Abbreviation | CMS |
---|---|
Formation | 12 April 1799 |
Founder | Clapham Sect |
Type |
Evangelical Anglicanism Ecumenism Protestant missionary British Commonwealth |
Headquarters | Oxford, England |
Website | www |
The Church Mission Society (CMS), formerly in Britain and currently in Australia and New Zealand known as the Church Missionary Society, in 1995 the name was change to the Church Mission Society. The CMS is a mission society working with the Anglican Communion, Protestant, and Orthodox Christians around the world. Founded in 1799, CMS has attracted over nine thousand men and women to serve as mission partners during its 200 year history.
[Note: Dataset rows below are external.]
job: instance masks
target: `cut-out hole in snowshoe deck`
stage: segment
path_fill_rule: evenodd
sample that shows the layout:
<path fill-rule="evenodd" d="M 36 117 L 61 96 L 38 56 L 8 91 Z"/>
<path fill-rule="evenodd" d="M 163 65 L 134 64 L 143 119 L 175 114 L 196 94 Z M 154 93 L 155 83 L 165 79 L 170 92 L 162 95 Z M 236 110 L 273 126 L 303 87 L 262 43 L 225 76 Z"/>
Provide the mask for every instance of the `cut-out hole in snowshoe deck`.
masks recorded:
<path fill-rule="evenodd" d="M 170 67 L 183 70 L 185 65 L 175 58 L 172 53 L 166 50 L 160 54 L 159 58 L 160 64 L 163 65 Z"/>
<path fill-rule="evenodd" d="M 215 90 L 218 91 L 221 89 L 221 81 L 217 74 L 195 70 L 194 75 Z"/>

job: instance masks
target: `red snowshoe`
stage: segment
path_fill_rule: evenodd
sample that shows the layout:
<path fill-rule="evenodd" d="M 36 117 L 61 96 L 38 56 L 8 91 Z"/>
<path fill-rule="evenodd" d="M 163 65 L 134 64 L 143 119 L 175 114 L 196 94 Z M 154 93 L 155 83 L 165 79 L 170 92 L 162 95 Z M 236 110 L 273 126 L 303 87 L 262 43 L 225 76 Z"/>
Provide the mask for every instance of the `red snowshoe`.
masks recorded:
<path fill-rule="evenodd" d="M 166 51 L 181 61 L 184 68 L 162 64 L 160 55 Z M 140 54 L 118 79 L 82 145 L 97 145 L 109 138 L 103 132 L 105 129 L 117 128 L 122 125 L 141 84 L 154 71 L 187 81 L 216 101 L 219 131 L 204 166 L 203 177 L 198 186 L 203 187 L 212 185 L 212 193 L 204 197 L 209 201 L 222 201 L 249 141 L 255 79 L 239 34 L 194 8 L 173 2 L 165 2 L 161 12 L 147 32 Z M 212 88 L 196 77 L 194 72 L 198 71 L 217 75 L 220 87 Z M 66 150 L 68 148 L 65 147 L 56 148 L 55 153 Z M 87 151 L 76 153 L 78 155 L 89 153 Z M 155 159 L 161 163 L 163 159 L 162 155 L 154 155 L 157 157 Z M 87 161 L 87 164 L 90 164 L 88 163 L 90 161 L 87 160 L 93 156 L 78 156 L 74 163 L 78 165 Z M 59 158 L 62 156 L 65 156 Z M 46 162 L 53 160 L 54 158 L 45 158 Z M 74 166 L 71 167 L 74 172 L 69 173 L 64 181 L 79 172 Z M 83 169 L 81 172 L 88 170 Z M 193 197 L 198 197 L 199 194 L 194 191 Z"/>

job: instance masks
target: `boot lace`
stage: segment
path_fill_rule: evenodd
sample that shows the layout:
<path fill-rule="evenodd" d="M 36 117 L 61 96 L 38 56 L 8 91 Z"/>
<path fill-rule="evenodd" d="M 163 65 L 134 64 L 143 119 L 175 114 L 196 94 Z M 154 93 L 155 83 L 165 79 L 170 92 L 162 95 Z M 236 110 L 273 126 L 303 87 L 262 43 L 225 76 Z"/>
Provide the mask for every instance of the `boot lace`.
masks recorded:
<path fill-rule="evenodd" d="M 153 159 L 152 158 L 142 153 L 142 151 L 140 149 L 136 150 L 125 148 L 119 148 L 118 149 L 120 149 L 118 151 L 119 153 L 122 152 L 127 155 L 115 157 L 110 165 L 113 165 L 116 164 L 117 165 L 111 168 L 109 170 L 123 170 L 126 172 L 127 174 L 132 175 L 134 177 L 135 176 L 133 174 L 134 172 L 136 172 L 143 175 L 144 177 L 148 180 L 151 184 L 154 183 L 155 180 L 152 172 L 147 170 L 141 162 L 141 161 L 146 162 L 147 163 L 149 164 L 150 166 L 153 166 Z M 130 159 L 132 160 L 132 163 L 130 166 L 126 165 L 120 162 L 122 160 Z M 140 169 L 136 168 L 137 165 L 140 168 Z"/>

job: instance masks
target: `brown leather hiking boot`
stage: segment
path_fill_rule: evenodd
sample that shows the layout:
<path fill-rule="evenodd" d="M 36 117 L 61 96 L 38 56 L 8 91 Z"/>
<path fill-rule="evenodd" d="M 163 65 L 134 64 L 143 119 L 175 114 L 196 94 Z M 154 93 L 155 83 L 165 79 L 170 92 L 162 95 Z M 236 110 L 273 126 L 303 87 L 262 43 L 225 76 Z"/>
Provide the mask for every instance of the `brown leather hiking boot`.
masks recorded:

The society has also given its name "CMS" to a number of daughter organisations around the world.
The original proposal for the mission came from Charles Grant and George Uday of the East India Company and the Revd David Brown, of Calcutta, who sent a proposal in 1787 to William Wilberforce, then a young member of parliament, and Charles Simeon, a young clergyman at Cambridge University. The Baptist Missionary Society was formed in 1792 and the London Missionary Society was formed in 1795 to represent various denomimations that were part of the Evangelical Revival in the English Protestant churches.
The Society for Missions to Africa and the East (as the society was first called) was founded on 12 April 1799 at a meeting of the Eclectic Society, supported by members of the Clapham Sect, a group of activist evangelical Christians, who met under the guidance of John Venn, the Rector of Clapham. Their number included Charles Simeon, Basil Woodd,Henry Thornton, Thomas Babington and William Wilberforce. Wilberforce was asked to be the first president of the society, but he declined to take on this role and became a vice-president. The treasurer was Henry Thornton and the founding secretary was Thomas Scott, a biblical commentator. Many of the founders were also involved in creating the Sierra Leone Company and the Society for the Education of Africans.